Parliament of India
- Long title An Act to provide for preventive detention in certain cases for the purposes of conservation and augmentation of Foreign Exchange and prevention of smuggling activities and for matters connected therewith. ;
- Citation: Act No. 52 of 1974
- Territorial extent: whole of India
- Passed by: Lok Sabha
- Passed: 6 December 1974
- Passed by: Rajya Sabha
- Passed: 11 December 1974
- Assented to by: President Fakhruddin Ali Ahmed
- Assented to: 13 December 1974
- Commenced: 19 December 1974

Legislative history

Initiating chamber: Lok Sabha
- Bill title: Conservation of Foreign Exchange and Prevention of Smuggling Activities Bill, 1974
- Introduced: 3 December 1974
- Passed: 6 December 1974

Revising chamber: Rajya Sabha
- Passed: 11 December 1974

Repeals
- Maintenance of Internal Security (Amendment) Ordinance, 1974 (11 of 1974)

Amended by
- Conservation of Foreign Exchange and Prevention of Smuggling Activities (Amendment) Act, 1975 (35 of 1975); Conservation of Foreign Exchange and Prevention of Smuggling Activities (Amendment) Act, 1976 (20 of 1976); Conservation of Foreign Exchange and Prevention of Smuggling Activities (Second Amendment) Act, 1976 (90 of 1976); Conservation of Foreign Exchange and Prevention of Smuggling Activities (Amendment) Act, 1984 (58 of 1984); Conservation of Foreign Exchange and Prevention of Smuggling Activities (Amendment) Act, 1987 (23 of 1987); Prevention of Illicit Traffic in Narcotic Drugs and Psychotropic Substances Act, 1988 (46 of 1988); Conservation of Foreign Exchange and Prevention of Smuggling Activities (Amendment) Act, 1996 (15 of 1996);

= Conservation of Foreign Exchange and Prevention of Smuggling Activities Act, 1974 =

Indian act of parliament

The Conservation of Foreign Exchange and Prevention of Smuggling Activities Act, 1974 (COFEPOSA) is an act of parliament passed in 1974 during the administration of Indira Gandhi, trying to retain foreign currency and prevent smuggling.

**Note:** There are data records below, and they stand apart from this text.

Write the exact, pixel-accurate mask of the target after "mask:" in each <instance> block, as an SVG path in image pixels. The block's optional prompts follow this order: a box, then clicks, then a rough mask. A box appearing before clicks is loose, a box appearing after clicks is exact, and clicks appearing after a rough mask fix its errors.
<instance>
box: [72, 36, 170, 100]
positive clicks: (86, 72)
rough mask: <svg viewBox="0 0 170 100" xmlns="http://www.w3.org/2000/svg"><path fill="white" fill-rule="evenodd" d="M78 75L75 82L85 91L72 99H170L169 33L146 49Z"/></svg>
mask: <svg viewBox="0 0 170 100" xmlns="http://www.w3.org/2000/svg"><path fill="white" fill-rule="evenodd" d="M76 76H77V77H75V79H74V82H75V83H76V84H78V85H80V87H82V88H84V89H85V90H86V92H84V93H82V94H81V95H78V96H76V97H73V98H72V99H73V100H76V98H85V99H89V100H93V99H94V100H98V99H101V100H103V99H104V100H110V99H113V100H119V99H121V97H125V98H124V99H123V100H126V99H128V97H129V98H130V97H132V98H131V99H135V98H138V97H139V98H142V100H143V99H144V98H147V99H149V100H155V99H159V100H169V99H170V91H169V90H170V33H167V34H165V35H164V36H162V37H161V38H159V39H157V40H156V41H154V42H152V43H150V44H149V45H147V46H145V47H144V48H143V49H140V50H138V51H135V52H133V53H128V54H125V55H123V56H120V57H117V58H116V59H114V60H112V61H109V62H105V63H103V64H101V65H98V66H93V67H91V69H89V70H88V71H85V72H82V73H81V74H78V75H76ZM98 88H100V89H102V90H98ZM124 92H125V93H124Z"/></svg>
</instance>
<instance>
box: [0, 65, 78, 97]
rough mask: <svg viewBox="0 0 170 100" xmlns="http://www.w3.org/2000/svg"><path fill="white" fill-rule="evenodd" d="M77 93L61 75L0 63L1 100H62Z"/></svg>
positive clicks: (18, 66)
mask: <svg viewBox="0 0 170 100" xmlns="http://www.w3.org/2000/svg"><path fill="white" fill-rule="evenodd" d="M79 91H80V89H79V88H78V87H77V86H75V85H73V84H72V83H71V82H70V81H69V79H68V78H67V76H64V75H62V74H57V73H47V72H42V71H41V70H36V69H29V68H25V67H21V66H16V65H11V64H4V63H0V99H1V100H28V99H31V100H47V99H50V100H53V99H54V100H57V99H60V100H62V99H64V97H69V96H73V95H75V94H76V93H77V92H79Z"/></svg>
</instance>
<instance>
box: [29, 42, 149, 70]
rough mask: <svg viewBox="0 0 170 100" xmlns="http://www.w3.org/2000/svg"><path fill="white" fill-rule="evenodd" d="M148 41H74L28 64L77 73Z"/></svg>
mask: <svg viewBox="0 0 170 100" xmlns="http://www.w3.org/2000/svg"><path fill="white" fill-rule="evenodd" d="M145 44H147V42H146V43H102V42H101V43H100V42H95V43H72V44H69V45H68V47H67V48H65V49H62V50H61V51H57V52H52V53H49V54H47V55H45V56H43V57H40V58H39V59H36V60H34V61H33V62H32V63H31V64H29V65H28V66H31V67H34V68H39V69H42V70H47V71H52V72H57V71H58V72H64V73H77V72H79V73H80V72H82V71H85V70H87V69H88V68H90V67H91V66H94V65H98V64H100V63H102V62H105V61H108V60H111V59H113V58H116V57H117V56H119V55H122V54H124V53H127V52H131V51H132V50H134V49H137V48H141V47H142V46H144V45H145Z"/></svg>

It was an economic adjunct to the controversial Maintenance of Internal Security Act (MISA) which was enacted in 1971. Though MISA was repealed in 1978, COFEPOSA is still in force. COFEPOSA Act 1974 prescribes that the appropriate government shall establish advisory boards to assist the government on matters related to the detention of persons and prepare reports regarding the same. According to this section, the appropriate Government shall form an advisory board to perform the functions mentioned in clauses (4)(a) and (7)(c) of Article 22.